Let $G$ be a $p$-group and let $H < G$. Show that $H < N_G(H)$.
If $H \trianglelefteq G$, then it should be clear that $H<N_G(H)$. So we suppose, $H$ isn't normal. So we let $H$ act on the set
$$S = \{gHg^{-1}: g \in G, gHg^{-1} \neq H\}$$
via conjugation. If I can show that $p$ doesn't divide $|S|$, then I can use the fixed point theorem to complete the problem. Any advice on how to show that $p$ doesn't divide $|S|$?
The result is only true if $G$ is finite, which you are assuming but never state explicitly. As Derek Holt points out in comment, that is bad practice: if you are considering only finite groups, you should say so (or, in this site, at least tag it as
[finite-groups]).You state that you only need to show that the cardinality of $S$ is not a multiple of $p$ when $H$ is not a normal subgroup of $G$, so that is what the argument below will show.
Since you talk about the fixed point theorem, presumably you know about group actions. Let $G$ act on its subgroups by conjugation. Let $H$ be a proper subgroup of $G$.
Let $T=\{gHg^{-1}\mid g\in G\}$ be the set of all conjugates of $H$. Your set $S$ is just $T\setminus\{H\}$. The set $T$ is the orbit of $H$ under the action.
By the Orbit-Stabilizer Theorem, the cardinality of $T$ is equal to the index of the stabilizer of $H$ under the action. The stabilizer is $$N_G(H) = \{g\in G\mid gHg^{-1}=H\}.$$ Thus, the cardinality of $T$ is $[G:N_G(H)]$, and the cardinality of $S$ is $|T|-1 = [G:N_G(H)] - 1$.
Because $G$ is a $p$-group, every subgroup has order a power of $p$ and index a power of $p$. So the cardinality of $T$ is a power of $p$. Say $p^i$.
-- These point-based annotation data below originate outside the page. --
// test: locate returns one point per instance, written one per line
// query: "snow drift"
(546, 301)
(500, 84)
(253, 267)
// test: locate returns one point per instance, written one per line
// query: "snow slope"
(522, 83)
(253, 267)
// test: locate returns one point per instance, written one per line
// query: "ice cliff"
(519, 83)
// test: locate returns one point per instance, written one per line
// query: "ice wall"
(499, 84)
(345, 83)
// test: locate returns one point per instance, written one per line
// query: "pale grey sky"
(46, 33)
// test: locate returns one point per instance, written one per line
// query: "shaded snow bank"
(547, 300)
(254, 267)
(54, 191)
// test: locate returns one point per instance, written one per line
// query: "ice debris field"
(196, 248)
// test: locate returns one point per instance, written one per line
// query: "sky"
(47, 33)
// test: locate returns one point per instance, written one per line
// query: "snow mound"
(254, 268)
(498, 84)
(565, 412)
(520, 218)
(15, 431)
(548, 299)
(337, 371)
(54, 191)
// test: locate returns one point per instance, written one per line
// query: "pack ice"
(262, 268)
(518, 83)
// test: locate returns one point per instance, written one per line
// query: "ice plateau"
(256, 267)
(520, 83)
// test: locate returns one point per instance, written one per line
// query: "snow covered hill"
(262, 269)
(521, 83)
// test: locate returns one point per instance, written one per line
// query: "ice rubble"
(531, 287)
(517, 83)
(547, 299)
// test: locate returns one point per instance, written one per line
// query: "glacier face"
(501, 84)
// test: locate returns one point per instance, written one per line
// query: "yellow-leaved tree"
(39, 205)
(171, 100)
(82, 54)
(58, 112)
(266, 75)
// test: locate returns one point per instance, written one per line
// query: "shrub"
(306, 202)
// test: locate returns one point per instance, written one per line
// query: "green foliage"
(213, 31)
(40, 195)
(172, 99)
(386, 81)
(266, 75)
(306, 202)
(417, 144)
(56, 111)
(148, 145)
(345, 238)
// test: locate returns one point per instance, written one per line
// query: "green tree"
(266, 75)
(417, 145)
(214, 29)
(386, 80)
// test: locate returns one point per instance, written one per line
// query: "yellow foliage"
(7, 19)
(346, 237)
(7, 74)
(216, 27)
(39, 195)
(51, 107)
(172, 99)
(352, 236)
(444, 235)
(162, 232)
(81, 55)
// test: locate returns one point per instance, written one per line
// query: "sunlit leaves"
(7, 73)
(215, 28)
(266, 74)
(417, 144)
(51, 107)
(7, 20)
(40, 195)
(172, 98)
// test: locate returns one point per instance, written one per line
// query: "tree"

That means that the cardinality of $S$ is one less than a power of $p$. If $i\gt 0$, then $|T|\equiv 0\pmod{p}$, so $|S|\equiv -1\pmod{p}$, Since $-1$ is never a multiple of a prime, then it follows that $|S|$ is not a multiple of $p$ and we are done.
If $i=0$, so $|T|=1$, then that means that $gHg^{-1}=H$ for all $g\in G$, so $H\triangleleft G$. Since we are assuming that $H$ is a proper subgroup of $G$, then this gives $H\subsetneq N_G(H)=G$, and we are done without having to worry about $S$ at all.